"a movie that needs to be celebrated and recognised for the technique, style and acting involved to create such a complicated masterpiece"
Trying to make sense of a thriller/horror movie is always an impossible task, and something one should not attempt. This is specifically true especially after watching The Lighthouse. The story of te film revolves around Thomas Wake and Ephraim Winslow, two men with a sordid and obscure past who are left on a rocky island to tend to the titular lighthouse.
From the beginning their relationship is strenuous at best; Ephraim tries to keep to himself, but he is constantly pushed by Thomas who appointed himself as the man in charge, as days pass between heavy labour, barked out orders and abrupt mood swings that make the two men behave like friends and enemies in a moment.
However, everything takes a turn for the worst when a huge storm breaks, making it impossible for any ship to come and pick them up after their four weeks post on the island; from this moment hallucinations, drunken behaviour and madness start to cloud their rational minds and get a hold of them.
Just like in The Witch, Robert Eggers loves to play with the minds of his characters as well as the audience; from the beginning it is extremely difficult to keep track of time. Like the protagonists, the audience has information withheld and even following Thomas and Eprhaim’s routine becomes confusing and disorienting.
Hallucinations and deranged behaviour take the stage almost immediately, sending the two men spiralling out of control to a point in which even the audience doesn’t know if what is happening on the screen is the reality or just a distorted fragment of both Thomas and Eprhaim’s drunken minds.
For The Lighthouse Eggers decided to use the old fashioned 1.19:1 ratio on the screen, recreating the perfect square used in the first sound motion pictures. He also implements black and white shots to add a dramatic tone and highlight a sense of isolation and mystery to the story. The camera moves around the two characters with extreme precision, taking in every detail while cutting out everything else, almost to disorient the audience even more.

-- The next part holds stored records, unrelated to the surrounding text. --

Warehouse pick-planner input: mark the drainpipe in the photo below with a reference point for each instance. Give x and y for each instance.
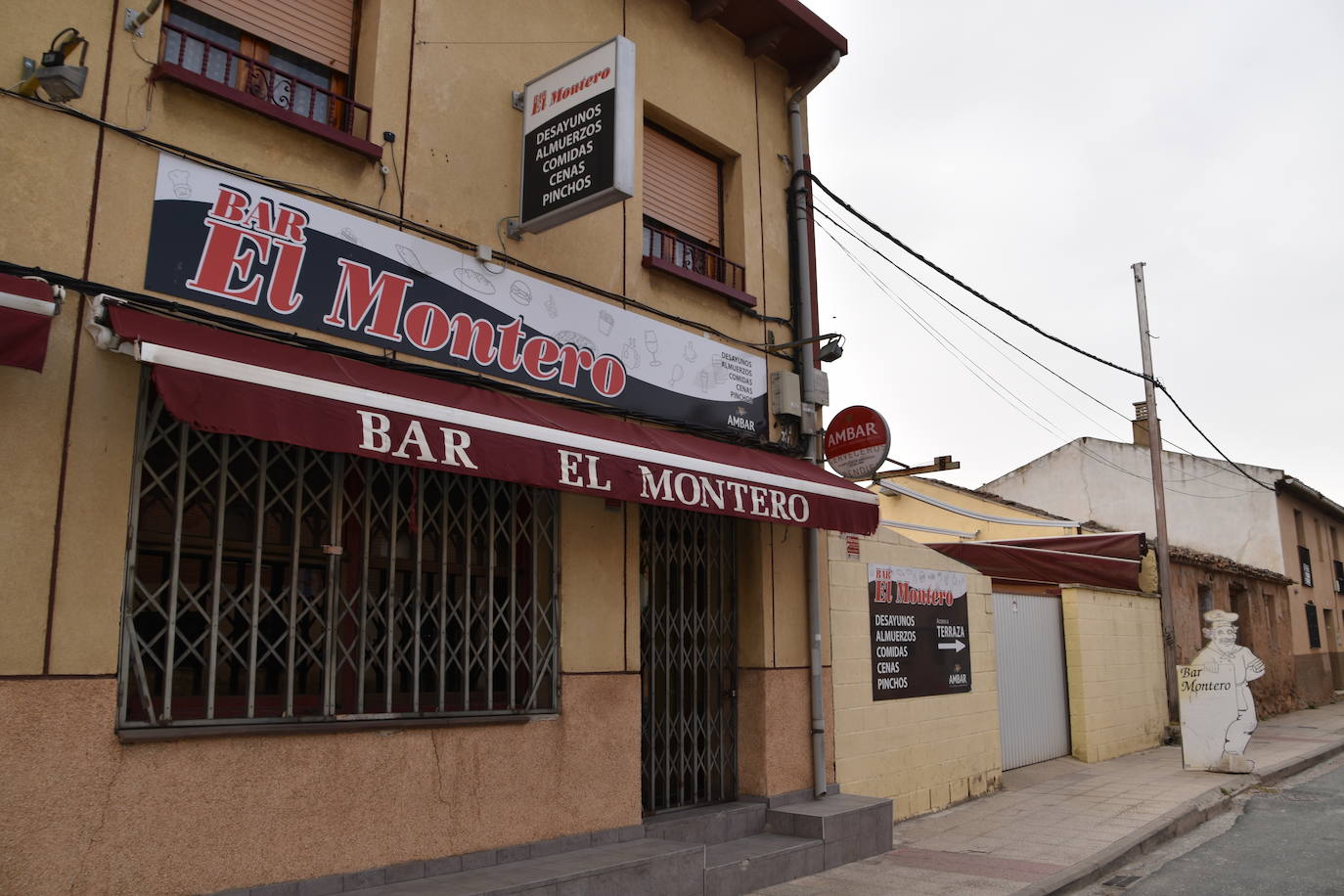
(808, 330)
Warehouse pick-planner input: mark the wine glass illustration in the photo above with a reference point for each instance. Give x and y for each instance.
(631, 353)
(180, 183)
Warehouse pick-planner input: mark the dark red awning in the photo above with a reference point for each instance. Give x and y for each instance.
(25, 312)
(1110, 560)
(223, 381)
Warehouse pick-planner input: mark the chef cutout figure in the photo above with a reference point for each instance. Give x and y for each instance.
(1226, 659)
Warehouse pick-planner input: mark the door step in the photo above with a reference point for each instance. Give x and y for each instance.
(708, 825)
(758, 861)
(712, 850)
(661, 867)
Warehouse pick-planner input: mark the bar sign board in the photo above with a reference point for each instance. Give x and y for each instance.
(920, 644)
(578, 137)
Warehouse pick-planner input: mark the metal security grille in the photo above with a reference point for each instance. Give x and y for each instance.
(689, 658)
(269, 582)
(1032, 686)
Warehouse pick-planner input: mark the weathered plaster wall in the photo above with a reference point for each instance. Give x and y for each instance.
(1113, 651)
(1208, 507)
(923, 752)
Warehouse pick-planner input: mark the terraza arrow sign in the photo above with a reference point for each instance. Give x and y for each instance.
(578, 137)
(920, 644)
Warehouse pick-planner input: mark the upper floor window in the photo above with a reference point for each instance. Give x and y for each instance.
(683, 215)
(287, 61)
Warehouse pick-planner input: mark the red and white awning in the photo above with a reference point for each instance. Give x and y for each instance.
(223, 381)
(25, 312)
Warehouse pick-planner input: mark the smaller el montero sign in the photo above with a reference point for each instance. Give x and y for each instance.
(578, 137)
(920, 644)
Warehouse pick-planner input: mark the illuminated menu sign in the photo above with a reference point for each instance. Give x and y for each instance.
(920, 643)
(578, 137)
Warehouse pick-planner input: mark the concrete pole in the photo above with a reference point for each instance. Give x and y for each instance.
(1154, 450)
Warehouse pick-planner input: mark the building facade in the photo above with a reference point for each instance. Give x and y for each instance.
(1281, 525)
(347, 532)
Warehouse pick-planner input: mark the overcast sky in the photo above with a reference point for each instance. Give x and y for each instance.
(1037, 151)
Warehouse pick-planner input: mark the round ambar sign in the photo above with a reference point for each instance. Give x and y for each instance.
(858, 442)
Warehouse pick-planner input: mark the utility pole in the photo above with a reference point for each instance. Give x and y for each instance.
(1164, 564)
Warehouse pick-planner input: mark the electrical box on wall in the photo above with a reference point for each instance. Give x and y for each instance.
(785, 395)
(820, 389)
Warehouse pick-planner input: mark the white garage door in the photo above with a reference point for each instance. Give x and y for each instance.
(1032, 686)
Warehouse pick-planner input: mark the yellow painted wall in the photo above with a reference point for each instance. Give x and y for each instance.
(923, 752)
(901, 508)
(94, 817)
(1113, 651)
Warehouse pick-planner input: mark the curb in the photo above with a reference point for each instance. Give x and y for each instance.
(1176, 823)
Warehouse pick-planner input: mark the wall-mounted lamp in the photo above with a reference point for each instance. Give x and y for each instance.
(829, 352)
(58, 81)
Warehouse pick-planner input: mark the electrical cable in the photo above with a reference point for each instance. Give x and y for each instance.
(1219, 469)
(812, 177)
(983, 375)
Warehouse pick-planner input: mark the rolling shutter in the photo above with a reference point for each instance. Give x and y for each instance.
(319, 29)
(680, 187)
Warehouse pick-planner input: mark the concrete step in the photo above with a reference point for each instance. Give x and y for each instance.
(708, 825)
(754, 863)
(650, 866)
(851, 828)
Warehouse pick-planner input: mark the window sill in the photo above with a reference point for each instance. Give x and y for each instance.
(700, 280)
(241, 98)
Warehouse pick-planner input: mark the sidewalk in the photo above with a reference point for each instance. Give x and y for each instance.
(1066, 823)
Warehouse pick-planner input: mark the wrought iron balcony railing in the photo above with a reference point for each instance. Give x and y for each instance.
(233, 75)
(676, 254)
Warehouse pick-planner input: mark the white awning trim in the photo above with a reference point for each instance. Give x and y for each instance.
(897, 524)
(25, 304)
(974, 515)
(244, 373)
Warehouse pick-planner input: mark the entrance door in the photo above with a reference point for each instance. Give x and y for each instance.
(1332, 644)
(1032, 688)
(689, 637)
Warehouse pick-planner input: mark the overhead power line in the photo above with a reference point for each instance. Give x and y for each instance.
(1021, 320)
(1035, 360)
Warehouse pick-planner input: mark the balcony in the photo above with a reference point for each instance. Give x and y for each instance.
(668, 251)
(226, 72)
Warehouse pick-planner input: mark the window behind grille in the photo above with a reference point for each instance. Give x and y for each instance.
(272, 582)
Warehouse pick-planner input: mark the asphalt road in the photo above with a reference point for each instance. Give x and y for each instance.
(1286, 842)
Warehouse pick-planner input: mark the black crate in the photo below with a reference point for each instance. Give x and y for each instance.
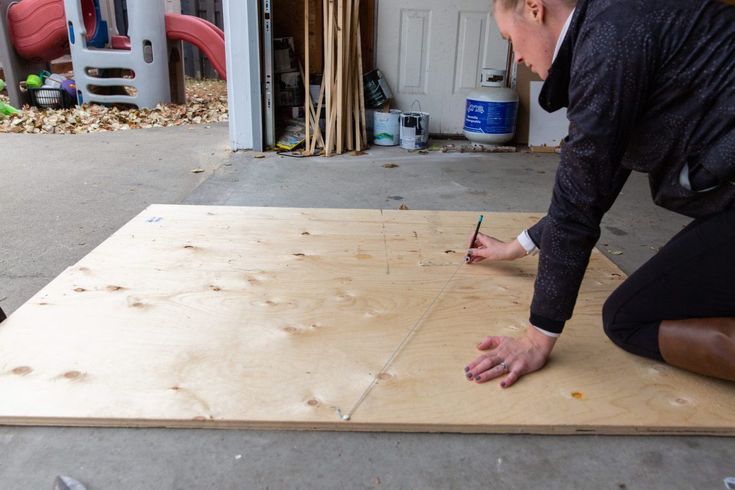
(51, 98)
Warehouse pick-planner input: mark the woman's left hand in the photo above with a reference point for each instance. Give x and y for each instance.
(514, 356)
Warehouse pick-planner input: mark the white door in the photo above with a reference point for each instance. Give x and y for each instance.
(431, 53)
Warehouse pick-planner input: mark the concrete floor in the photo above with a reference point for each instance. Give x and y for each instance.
(62, 196)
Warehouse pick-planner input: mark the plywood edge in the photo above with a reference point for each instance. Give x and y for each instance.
(341, 426)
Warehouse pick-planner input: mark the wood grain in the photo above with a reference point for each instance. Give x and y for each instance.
(272, 318)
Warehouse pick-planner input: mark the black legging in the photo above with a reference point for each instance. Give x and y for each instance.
(693, 276)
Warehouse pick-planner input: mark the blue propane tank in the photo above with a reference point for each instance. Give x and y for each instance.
(491, 110)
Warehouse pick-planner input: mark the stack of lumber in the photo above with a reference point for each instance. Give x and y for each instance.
(342, 92)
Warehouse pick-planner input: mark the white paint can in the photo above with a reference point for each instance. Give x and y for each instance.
(414, 130)
(386, 128)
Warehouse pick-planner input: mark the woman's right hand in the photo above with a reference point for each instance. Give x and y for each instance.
(487, 247)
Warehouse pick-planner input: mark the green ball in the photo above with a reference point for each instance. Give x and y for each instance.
(34, 81)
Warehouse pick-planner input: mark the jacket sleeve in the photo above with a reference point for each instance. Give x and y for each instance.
(610, 73)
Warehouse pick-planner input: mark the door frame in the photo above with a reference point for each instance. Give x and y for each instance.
(242, 46)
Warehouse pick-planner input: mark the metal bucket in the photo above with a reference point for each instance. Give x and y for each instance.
(377, 91)
(414, 130)
(386, 128)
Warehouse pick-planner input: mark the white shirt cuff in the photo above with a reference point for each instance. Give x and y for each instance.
(547, 333)
(525, 240)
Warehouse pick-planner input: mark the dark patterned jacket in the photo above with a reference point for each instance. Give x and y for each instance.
(649, 86)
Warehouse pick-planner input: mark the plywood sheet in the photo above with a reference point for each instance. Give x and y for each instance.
(273, 318)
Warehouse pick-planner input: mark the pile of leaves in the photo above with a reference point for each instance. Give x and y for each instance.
(206, 102)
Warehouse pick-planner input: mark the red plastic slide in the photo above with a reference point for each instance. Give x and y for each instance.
(204, 35)
(38, 29)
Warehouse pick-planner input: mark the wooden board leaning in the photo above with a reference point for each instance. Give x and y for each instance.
(196, 316)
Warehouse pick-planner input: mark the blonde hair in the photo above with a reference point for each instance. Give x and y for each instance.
(516, 4)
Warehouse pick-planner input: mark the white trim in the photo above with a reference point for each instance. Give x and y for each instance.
(563, 34)
(242, 44)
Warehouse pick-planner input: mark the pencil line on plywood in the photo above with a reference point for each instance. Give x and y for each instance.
(385, 244)
(398, 349)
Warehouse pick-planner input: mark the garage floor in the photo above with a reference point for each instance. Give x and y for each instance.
(60, 196)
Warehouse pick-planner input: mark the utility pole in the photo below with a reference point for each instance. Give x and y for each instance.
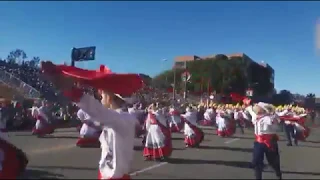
(174, 82)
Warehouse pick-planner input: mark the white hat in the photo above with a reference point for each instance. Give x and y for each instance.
(263, 106)
(128, 100)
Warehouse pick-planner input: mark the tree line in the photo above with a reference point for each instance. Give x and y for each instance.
(220, 73)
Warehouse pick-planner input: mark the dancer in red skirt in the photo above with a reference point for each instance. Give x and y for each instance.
(176, 124)
(158, 145)
(117, 137)
(193, 134)
(13, 161)
(89, 132)
(43, 126)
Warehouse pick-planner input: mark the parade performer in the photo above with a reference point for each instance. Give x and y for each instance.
(266, 143)
(294, 125)
(208, 117)
(193, 134)
(89, 132)
(176, 124)
(3, 122)
(240, 118)
(13, 161)
(117, 137)
(158, 145)
(139, 114)
(42, 126)
(226, 124)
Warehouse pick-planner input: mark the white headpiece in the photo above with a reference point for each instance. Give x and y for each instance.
(128, 100)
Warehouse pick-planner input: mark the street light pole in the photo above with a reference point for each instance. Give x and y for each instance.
(174, 82)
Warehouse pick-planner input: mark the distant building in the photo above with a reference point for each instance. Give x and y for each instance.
(260, 76)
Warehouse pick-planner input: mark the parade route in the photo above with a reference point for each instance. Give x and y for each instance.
(57, 157)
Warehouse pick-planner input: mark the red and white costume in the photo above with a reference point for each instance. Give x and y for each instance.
(42, 126)
(193, 134)
(158, 145)
(176, 124)
(3, 123)
(89, 132)
(209, 116)
(12, 160)
(117, 137)
(139, 126)
(225, 125)
(242, 117)
(301, 131)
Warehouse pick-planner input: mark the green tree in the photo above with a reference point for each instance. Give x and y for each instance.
(34, 62)
(16, 56)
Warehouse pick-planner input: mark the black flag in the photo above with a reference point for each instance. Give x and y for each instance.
(83, 54)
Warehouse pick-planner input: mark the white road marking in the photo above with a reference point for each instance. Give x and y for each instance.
(231, 140)
(148, 169)
(51, 149)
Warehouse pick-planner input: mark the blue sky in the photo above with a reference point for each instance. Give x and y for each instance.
(135, 36)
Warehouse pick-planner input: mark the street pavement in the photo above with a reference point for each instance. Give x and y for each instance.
(57, 157)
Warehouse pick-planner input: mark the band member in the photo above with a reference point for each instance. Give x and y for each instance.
(158, 145)
(13, 161)
(266, 143)
(193, 134)
(117, 137)
(89, 132)
(42, 126)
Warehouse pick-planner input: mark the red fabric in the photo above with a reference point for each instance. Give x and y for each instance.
(164, 151)
(196, 139)
(176, 128)
(236, 97)
(290, 118)
(14, 162)
(126, 176)
(123, 84)
(266, 139)
(303, 135)
(229, 131)
(206, 122)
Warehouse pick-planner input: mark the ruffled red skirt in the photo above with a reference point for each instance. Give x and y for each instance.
(177, 127)
(140, 131)
(303, 135)
(162, 152)
(196, 138)
(206, 122)
(229, 131)
(14, 161)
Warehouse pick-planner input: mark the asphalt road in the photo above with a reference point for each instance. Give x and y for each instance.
(218, 158)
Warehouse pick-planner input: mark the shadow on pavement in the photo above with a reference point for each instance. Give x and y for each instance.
(177, 138)
(66, 167)
(299, 173)
(226, 148)
(40, 174)
(22, 135)
(62, 137)
(239, 164)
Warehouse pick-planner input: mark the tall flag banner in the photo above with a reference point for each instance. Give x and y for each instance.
(317, 37)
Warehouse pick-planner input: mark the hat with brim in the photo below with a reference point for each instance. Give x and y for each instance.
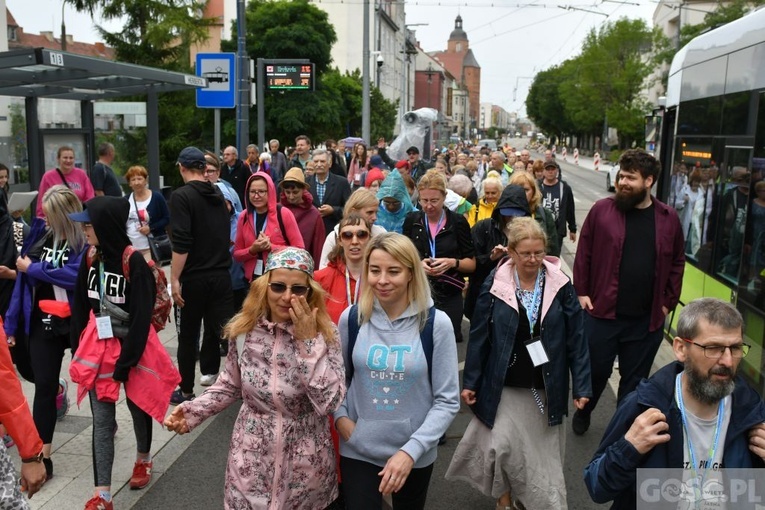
(512, 212)
(81, 217)
(294, 176)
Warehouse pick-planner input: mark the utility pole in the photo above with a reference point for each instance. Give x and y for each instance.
(365, 106)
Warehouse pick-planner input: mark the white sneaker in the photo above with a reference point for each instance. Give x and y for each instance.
(208, 380)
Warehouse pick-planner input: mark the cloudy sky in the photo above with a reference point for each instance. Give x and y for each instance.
(511, 41)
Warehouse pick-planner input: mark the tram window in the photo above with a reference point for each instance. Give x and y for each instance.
(736, 109)
(753, 285)
(733, 195)
(700, 116)
(692, 194)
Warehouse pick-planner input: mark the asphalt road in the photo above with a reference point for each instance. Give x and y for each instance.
(195, 480)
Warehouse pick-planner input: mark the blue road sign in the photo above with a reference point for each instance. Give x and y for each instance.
(220, 71)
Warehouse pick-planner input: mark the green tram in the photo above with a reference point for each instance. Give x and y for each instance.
(713, 160)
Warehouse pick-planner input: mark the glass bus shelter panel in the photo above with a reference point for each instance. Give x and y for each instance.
(692, 188)
(752, 287)
(735, 184)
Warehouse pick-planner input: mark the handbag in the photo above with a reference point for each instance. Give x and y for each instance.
(160, 246)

While in The Witch, paganism and christianity are at the forefront, in The Lighthouse the thread underneath the story is maritime folklore and sea mythology, for Thomas these stories are a way of life, a set of rules and superstitions that need to be obeyed, and on the other hand, for Ephraim the legends of the sea become an obsession that lead him to his own path of destruction.
In the midst of it all, one thing is constantly recurring, the beacon at the top of the lighthouse; a treasure that Thomas wants to keep for himself and that Ephraim wants to obsessively conquer, like a 1890’s version of the Icarus myth.
Willem Defoe and Robert Pattinson both give the performance of a lifetime against one another and are the main reasons why this is a must see movie, they both master skilfully the difficult dialogue filled with nautical jargon and figure of speech. They completely lose themselves in the exasperation of their characters and hold the movie on their shoulders effortlessly even in the most strenuous of scenes.
Although it is a really difficult film to enjoy and understand and it might not be everyone’s cup of tea, The Lighthouse is a psychological thriller that shouldn’t be missed. It is a movie that needs to be celebrated and recognised for the technique, style and acting involved to create such a complicated masterpiece.